If the golden age of Hollywood could be defined by a single poster, the image of Audrey Hepburn biting down on a cigarette holder whilst donning a long black dress on the poster for Breakfast at Tiffany’s would likely be it.
An iconic role for the classic actor Audrey Hepburn, Breakfast at Tiffany’s was released in 1961 to great critical and commercial acclaim, following the life of a naïve, eccentric young girl who falls in love with a struggling writer.
Adapted from the novel of the same name written by Truman Capote, this lightweight comedy from director Blake Edwards would become a sparkling jewel in Hollywood’s crown before dusk fell on the golden era towards the end of the 1960s.
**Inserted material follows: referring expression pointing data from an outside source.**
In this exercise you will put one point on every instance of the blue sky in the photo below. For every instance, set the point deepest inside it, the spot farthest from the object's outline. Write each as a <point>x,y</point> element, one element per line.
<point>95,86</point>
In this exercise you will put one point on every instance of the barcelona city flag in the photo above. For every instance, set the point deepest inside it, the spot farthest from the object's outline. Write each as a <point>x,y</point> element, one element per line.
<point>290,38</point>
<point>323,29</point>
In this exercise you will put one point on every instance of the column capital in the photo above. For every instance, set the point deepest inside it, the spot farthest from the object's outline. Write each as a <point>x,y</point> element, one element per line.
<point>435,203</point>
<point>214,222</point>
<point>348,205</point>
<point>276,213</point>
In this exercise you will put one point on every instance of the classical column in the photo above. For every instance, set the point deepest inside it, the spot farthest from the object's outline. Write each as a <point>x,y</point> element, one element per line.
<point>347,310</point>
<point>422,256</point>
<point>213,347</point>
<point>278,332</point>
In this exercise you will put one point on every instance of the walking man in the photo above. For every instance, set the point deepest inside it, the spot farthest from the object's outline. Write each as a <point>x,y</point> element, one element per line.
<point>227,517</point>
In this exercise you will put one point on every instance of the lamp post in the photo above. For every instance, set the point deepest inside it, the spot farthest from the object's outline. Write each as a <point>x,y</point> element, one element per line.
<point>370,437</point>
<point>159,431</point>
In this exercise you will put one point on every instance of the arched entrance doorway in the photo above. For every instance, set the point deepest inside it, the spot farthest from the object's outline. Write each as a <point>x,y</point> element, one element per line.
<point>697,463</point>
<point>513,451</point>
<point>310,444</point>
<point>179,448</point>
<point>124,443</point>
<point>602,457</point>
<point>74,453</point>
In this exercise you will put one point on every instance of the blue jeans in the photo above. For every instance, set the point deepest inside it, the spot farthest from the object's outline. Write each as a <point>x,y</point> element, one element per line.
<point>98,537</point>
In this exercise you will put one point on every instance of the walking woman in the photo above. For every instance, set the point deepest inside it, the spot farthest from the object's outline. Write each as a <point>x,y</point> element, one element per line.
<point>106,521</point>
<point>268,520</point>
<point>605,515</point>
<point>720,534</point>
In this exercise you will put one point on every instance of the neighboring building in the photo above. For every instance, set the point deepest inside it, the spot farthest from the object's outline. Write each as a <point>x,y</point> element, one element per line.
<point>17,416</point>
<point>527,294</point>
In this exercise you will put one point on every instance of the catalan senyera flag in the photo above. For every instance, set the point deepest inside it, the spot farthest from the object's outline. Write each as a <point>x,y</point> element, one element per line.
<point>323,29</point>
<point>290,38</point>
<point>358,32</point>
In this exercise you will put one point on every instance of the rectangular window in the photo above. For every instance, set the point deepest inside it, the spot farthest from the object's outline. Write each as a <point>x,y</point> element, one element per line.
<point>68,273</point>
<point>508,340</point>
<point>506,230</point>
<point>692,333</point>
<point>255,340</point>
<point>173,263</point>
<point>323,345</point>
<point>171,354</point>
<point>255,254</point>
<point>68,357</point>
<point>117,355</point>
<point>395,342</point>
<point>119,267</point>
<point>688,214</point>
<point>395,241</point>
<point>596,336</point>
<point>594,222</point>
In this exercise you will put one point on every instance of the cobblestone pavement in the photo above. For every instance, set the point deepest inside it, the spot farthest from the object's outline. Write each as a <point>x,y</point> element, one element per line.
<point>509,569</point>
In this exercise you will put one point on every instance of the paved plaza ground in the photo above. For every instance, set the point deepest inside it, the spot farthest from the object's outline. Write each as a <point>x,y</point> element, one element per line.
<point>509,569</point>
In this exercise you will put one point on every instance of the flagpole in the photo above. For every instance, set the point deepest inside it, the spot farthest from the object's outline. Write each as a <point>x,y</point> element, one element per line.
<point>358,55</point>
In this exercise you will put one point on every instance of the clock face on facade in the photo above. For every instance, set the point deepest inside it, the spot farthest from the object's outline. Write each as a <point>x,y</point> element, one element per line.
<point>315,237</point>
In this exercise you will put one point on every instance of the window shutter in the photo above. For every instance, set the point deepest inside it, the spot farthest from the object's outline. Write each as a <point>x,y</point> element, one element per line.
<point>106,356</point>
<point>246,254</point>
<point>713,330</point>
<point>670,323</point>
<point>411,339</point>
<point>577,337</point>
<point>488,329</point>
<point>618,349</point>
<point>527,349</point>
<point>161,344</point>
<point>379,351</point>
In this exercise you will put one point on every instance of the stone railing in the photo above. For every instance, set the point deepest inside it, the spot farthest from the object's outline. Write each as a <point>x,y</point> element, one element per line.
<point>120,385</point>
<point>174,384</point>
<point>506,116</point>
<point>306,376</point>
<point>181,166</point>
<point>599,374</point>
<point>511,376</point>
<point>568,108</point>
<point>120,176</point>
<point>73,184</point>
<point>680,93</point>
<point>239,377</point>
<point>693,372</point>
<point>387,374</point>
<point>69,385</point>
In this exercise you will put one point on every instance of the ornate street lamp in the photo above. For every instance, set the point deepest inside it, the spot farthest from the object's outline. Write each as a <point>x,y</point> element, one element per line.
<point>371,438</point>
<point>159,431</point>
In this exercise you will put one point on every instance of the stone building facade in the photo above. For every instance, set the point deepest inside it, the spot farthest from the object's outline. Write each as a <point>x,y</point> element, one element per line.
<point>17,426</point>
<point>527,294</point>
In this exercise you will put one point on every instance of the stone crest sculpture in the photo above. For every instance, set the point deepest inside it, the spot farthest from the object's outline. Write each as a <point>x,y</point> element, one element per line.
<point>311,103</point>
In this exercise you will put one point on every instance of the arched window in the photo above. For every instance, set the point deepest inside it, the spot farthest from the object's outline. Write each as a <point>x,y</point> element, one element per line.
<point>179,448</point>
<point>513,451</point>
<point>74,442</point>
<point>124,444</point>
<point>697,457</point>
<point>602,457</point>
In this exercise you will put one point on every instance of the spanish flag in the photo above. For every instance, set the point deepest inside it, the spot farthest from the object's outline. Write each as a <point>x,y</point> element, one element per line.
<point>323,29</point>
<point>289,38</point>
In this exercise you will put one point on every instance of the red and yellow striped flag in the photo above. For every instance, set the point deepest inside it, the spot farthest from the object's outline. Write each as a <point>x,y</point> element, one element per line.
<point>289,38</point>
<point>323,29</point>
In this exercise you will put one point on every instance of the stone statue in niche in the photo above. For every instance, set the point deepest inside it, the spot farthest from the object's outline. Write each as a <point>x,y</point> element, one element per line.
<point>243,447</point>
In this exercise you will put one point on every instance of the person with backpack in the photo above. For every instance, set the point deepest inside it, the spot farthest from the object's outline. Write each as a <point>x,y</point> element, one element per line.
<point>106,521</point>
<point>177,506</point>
Selling the rights to the novel to Paramount studios, the enigmatic Truman Capote wanted Marilyn Monroe for the lead role of the bubbly Holly Golightly, with even screenwriter George Axelrod being asked to tailor the script for Monroe’s personality.
Of course, Monroe never took the lead part, with Hepburn fatefully taking the role, much to the dislike of Capote, who stated in the biography Audrey Hepburn: “Paramount double-crossed me in every way and cast Audrey”.
Tragically, Monroe would commit suicide just one year after the release of Breakfast at Tiffany’s, metaphorically sparking the end of Hollywood’s fantastical period of glory, with Hepburn taking over as the new leading lady of the industry.
The image of Hepburn, complete with a cigarette holder and Manhattan sunglasses became one of Hollywood’s earliest pieces of commercial iconography, with her character also sparking new respect for female leads in the industry. Stating that her role was “the jazziest of my career” whilst also admitting: “I’m an introvert. Playing the extroverted girl was the hardest thing I ever did” in an interview with The New York Times, Hepburn embodied the spritely lead character Holly Golightly and was awarded an Oscar nomination for her efforts.
Whilst Breakfast at Tiffany’s certainly remains a cornerstone of early Hollywood success, signalling the start of a brand new era for the industry, there’s no doubt that it still possesses many of the issues that long-spiked early American cinema. Rife with misogyny and a particularly offensive portrayal of an elderly Japanese landlord, Mr. Yunioshi, played by Mickey Rooney.
Mentioning his regret at casting Rooney for the role, producer Richard Shepherd cited that it was the choice of director Blake Edwards to keep the actor. In the behind-the-scenes ‘making of’ the film for its 45th anniversary, Shepard repeatedly apologises for the casting, noting, “If we could just change Mickey Rooney, I’d be thrilled with the movie”. Meanwhile, director Blake Edwards stated: “Looking back, I wish I had never done it … and I would give anything to be able to recast it, but it’s there, and onward and upward”.
Like many films of the early Hollywood era, Breakfast at Tiffany’s indeed suffers from its outdated attitudes and approaches to gender profiling and ethnic groups, though this is an unfortunate truth of a bygone time. Look past such archaic views and Blake Edwards’ film remains a compelling classic, led by an iconic, timeless performance from the late Audrey Hepburn.